You are viewing a plain text version of this content. The canonical link for it is here.

Posted to users@activemq.apache.org by JasonHs <hs...@gmail.com> on 2016/11/24 04:45:57 UTC

Slow failover from primary to backup server

Hi all,

I'm running a 2 node Artemis cluster in replication mode. Everything is
running as it should, but we noticed a variance in the time it takes from
the 'backup' server to become 'live' when the primary server goes down. The
failover time can take a short as 10~20 seconds to upto a few minutes.

I tried changing quite a few cluster-connection settings according to the
documentation, but had no luck so far.

Also, is it recommended to run a 3 node cluster to avoid a split brain
scenario where both nodes in a 2-node cluster think they should be 'live' in
a temporary network outage scenario.

Thanks in advance,
Jason



--
View this message in context: http://activemq.2283324.n4.nabble.com/Slow-failover-from-primary-to-backup-server-tp4719474.html
Sent from the ActiveMQ - User mailing list archive at Nabble.com.

Re: Slow failover from primary to backup server

Posted by boris_snp <bo...@spglobal.com>.

i just posted a scenario to the group, think it is related to 2 brokers being
"live"
http://activemq.2283324.n4.nabble.com/2-broker-clusetr-both-brokers-are-live-td4730975.html;cid=1506091656365-514



--
Sent from: http://activemq.2283324.n4.nabble.com/ActiveMQ-User-f2341805.html

Re: Slow failover from primary to backup server

Posted by andytaylor <an...@gmail.com>.

Ive raised a PR with some fixes in, see
https://github.com/apache/activemq-artemis/pull/901. This should make the
failover quicker in some scenarios. You can also make some configuration
changes like so:

Configure the cluster connection to time out quickly

            <check-period>2500</check-period>
            <connection-ttl>5000</connection-ttl>

And also configure the connectors used  in the cluster to have a quicker
connect timeout,

<connector
name="artemis">tcp://backup1:61616?connect-timeout-millis=2000</connector>

I'm stillinvestigating making more improvements around this area, including.

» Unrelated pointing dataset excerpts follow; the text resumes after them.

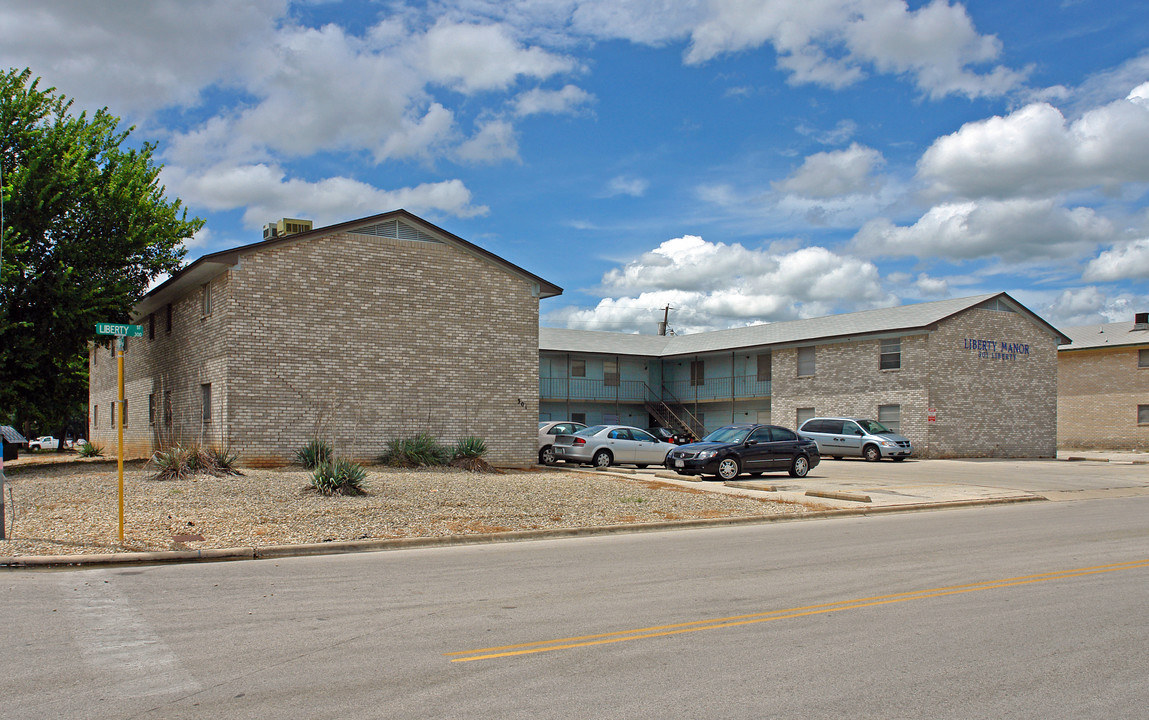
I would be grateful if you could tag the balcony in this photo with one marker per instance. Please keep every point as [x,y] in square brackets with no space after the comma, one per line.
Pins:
[740,387]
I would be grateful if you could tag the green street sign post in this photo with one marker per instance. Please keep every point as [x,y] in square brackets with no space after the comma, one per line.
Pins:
[120,332]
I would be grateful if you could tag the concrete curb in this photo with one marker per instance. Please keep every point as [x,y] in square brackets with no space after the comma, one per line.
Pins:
[414,543]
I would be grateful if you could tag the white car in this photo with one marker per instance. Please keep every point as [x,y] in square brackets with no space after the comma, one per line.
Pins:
[547,433]
[603,446]
[43,443]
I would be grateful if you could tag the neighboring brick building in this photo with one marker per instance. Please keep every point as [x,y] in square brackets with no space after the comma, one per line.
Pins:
[357,333]
[961,378]
[1103,386]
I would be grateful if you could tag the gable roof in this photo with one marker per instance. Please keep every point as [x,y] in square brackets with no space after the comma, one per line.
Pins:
[1107,335]
[214,264]
[916,317]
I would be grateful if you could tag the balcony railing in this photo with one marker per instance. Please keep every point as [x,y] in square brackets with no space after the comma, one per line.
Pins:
[739,387]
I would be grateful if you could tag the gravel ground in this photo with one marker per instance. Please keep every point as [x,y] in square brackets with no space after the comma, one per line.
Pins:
[71,508]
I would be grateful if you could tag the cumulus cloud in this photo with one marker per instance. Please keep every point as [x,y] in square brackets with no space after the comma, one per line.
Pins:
[1124,262]
[1011,230]
[1036,151]
[834,173]
[712,286]
[267,193]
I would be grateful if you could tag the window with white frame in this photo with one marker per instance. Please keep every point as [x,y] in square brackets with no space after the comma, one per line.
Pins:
[891,357]
[891,416]
[806,364]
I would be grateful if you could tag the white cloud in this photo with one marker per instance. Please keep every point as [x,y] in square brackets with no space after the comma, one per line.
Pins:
[627,185]
[1036,151]
[1012,230]
[1125,262]
[835,173]
[267,194]
[493,142]
[715,285]
[552,101]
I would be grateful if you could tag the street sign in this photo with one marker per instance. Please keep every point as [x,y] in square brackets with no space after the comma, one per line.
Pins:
[123,331]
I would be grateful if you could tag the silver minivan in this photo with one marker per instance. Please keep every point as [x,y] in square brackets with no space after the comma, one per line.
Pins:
[857,438]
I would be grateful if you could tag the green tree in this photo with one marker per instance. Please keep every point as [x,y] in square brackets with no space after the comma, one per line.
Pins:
[86,229]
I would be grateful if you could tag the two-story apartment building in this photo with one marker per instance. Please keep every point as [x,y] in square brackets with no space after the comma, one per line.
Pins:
[964,377]
[356,333]
[1103,386]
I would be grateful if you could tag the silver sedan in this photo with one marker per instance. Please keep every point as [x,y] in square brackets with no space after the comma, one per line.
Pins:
[611,444]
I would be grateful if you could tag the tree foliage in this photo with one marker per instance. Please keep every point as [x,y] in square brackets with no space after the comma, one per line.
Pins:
[86,229]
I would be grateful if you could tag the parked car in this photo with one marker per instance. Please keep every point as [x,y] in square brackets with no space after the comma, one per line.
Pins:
[668,435]
[611,444]
[752,449]
[857,438]
[43,442]
[547,433]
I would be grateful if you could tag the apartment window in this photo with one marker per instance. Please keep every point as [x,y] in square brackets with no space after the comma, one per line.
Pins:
[764,368]
[891,416]
[891,357]
[698,372]
[206,402]
[806,365]
[610,373]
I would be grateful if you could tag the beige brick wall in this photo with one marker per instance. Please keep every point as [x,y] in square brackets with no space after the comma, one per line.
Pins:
[985,407]
[354,339]
[1097,396]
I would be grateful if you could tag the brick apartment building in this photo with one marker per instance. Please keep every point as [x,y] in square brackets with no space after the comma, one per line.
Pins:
[357,333]
[1103,386]
[961,378]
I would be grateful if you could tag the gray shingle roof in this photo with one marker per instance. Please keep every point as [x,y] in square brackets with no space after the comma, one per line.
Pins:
[1108,335]
[838,326]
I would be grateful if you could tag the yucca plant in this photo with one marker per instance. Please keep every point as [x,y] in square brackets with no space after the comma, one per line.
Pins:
[315,453]
[339,477]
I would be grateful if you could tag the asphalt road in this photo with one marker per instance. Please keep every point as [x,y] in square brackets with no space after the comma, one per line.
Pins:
[1023,611]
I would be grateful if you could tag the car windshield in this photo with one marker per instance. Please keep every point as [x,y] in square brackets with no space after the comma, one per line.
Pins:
[727,434]
[873,427]
[594,430]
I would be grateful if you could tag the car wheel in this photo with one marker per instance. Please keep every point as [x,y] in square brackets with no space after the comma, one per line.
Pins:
[729,469]
[800,466]
[547,455]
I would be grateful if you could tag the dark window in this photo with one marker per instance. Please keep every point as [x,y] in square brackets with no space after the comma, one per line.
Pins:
[610,373]
[698,372]
[764,368]
[891,357]
[806,365]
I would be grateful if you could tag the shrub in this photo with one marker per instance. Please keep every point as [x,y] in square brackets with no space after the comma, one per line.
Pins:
[339,477]
[90,449]
[314,453]
[418,451]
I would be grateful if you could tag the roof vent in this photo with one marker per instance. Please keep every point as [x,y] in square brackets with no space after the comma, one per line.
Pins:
[286,226]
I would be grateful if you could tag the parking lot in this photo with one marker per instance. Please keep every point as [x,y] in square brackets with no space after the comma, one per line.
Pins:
[858,484]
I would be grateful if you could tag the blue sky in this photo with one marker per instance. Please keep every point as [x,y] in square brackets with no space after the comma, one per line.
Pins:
[742,161]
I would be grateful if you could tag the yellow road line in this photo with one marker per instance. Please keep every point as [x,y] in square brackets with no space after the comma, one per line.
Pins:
[663,631]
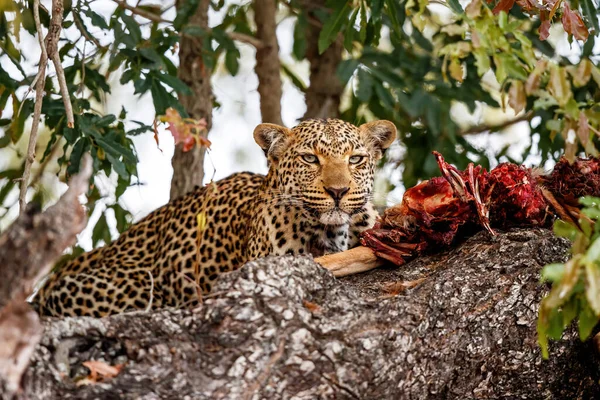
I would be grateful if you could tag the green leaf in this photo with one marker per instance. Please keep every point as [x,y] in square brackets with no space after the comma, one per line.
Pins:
[365,85]
[553,272]
[333,24]
[160,97]
[118,166]
[455,6]
[194,30]
[346,69]
[106,121]
[591,12]
[587,321]
[592,285]
[293,77]
[593,252]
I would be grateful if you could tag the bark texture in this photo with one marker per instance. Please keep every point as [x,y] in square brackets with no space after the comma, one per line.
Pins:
[456,325]
[188,167]
[28,249]
[325,90]
[268,66]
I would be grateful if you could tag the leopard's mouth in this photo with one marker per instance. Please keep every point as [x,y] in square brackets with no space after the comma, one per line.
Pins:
[334,217]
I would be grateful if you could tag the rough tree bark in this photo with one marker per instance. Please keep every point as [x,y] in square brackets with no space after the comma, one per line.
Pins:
[28,249]
[268,67]
[188,167]
[460,324]
[325,90]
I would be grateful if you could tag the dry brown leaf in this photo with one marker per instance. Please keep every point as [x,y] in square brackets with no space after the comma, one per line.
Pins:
[517,99]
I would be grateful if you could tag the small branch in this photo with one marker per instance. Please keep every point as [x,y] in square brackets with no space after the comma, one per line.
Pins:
[350,262]
[494,128]
[240,37]
[49,47]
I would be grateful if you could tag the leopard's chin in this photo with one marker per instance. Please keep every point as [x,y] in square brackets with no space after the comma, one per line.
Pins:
[334,217]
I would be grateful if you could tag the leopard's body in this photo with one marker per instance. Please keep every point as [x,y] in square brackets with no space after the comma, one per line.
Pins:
[316,198]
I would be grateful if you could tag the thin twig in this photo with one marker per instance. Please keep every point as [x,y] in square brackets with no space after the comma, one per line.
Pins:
[240,37]
[37,110]
[494,128]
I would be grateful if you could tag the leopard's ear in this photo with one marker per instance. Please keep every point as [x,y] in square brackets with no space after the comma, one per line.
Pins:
[379,135]
[271,138]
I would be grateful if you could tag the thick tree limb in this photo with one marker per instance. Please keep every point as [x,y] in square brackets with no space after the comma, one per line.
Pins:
[325,91]
[268,66]
[188,167]
[28,250]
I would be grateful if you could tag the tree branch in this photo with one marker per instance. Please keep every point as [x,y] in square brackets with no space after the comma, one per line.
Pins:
[28,250]
[240,37]
[37,110]
[268,67]
[494,128]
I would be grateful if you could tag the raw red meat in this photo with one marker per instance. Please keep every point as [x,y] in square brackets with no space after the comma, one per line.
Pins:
[437,212]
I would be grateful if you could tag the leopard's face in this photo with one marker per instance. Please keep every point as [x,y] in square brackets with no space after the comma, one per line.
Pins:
[325,166]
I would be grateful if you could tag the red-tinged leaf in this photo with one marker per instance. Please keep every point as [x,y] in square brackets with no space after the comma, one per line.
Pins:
[527,5]
[473,10]
[573,23]
[517,98]
[503,5]
[554,9]
[188,143]
[202,141]
[544,30]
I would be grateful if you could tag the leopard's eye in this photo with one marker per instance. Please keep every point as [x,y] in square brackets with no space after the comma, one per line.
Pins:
[356,159]
[310,158]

1. Allowing the qourum size in different ways, statically configured, the
max cluster size and the current cluster size.
2. Allow the master to vote for a quorum if replication fails and shutdown
if it cant get a majority (configurable)

If anyone else has any scenarios I would be happy to try and include them
as part of this work.

Andy

On 25 November 2016 at 21:59, JasonHs [via ActiveMQ] <
ml-node+s2283324n4719501h11@n4.nabble.com> wrote:

> Thanks for confirming this Andy, look forward to the new release/update.
>
> Jason
>
> ------------------------------
> If you reply to this email, your message will be added to the discussion
> below:
> http://activemq.2283324.n4.nabble.com/Slow-failover-from-
> primary-to-backup-server-tp4719474p4719501.html
> To start a new topic under ActiveMQ - User, email
> ml-node+s2283324n2341805h35@n4.nabble.com
> To unsubscribe from ActiveMQ - User, click here
> <http://activemq.2283324.n4.nabble.com/template/NamlServlet.jtp?macro=unsubscribe_by_code&node=2341805&code=YW5keS50YXlsczY3QGdtYWlsLmNvbXwyMzQxODA1fC05MDE1NDk1MzM=>
> .
> NAML
> <http://activemq.2283324.n4.nabble.com/template/NamlServlet.jtp?macro=macro_viewer&id=instant_html%21nabble%3Aemail.naml&base=nabble.naml.namespaces.BasicNamespace-nabble.view.web.template.NabbleNamespace-nabble.view.web.template.NodeNamespace&breadcrumbs=notify_subscribers%21nabble%3Aemail.naml-instant_emails%21nabble%3Aemail.naml-send_instant_email%21nabble%3Aemail.naml>
>

--
View this message in context: http://activemq.2283324.n4.nabble.com/Slow-failover-from-primary-to-backup-server-tp4719474p4719537.html
Sent from the ActiveMQ - User mailing list archive at Nabble.com.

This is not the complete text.